V Karl, Werkmeister; M Wilhelmine Harth.

L. absolvierte 1906 die Klinger-Oberrealschule in Frankfurt/Main und studierte daraufhin an den Univ. Göttingen und München. Am 2. 3. 1911 promovierte er in Physik an der Univ. München bei Arnold Sommerfeld und wurde am 1. 4. 1911 dessen Assistent am Institut für theoretische Physik. Am 20. 2. 1914 habilitierte sich L. ebenfalls an der Univ. München und wurde am 4. 4. 1914 zum Priv.-Doz. ernannt. Während des Ersten Weltkriegs war er als Funker in Frankreich und erhielt 1916 das Eiserne Kreuz II. Klasse. Bis zum 30. 9. 1920 war L. noch Assistent am Institut für theoretische Physik, am 11. 11. 1920 erhielt er Titel und Rang eines ao. Prof.s für die Dauer seines bayer. Hochschuldienst, wurde indes bereits am 1. 12. 1920 enthoben, um eine ao. Professur an der Univ. Rostock anzunehmen. Von 1921 bis zu seiner Emeritierung 1956 war er o. Prof. für theoretische Physik und Direktor des Instituts für theoretische Physik an der Univ. Hamburg.

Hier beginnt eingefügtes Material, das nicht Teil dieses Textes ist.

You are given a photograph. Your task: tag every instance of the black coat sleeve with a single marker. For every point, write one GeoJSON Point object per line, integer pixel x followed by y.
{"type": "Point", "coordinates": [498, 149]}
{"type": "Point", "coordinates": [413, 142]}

In der Anfangszeit beschäftigte sich L. vorwiegend mit Themen der Sommerfeld-Schule, z.B. in seiner Diss. über elektromagnetische Felder in Spulen und in der Habil. über Eigenschwingungen in Spulen. Nach dem Ersten Weltkrieg liegen Publikationen zur Theorie der Bandenspektren vor. 1920 erklärte L. paramagnetische Eigenschaften fester Stoffe durch Umklapp-Prozesse, wodurch er die Grundlagen für das später viel-verwendete Lenz-Ising-Modell legte. Besonders bedeutsam sind auch L.s Arbeiten im Bereich der Quantenphysik, vor allem die Lösung des Problems des Wasserstoffatoms in gekreuzten Feldern (Einführung des Runge-Lenz-Vektors), und Studien über Spektrallinienverbreiterung und die Theorie des idealen Gases. Aber auch Schiffswellen, Beugung von Molekularstrahlen und astrophysikalische Probleme waren Themen seiner Veröffentlichungen. Das von L. in Hamburg gegründete Seminar bildete, in Verbindung mit dem dortigen Ordinarius für Experimentalphysik Otto Stern, eine wichtige Ausbildungsstätte: u. a. Wolfgang Pauli, Pascual Jordan und Albrecht Unsöld waren als Priv.-Doz. dort tätig.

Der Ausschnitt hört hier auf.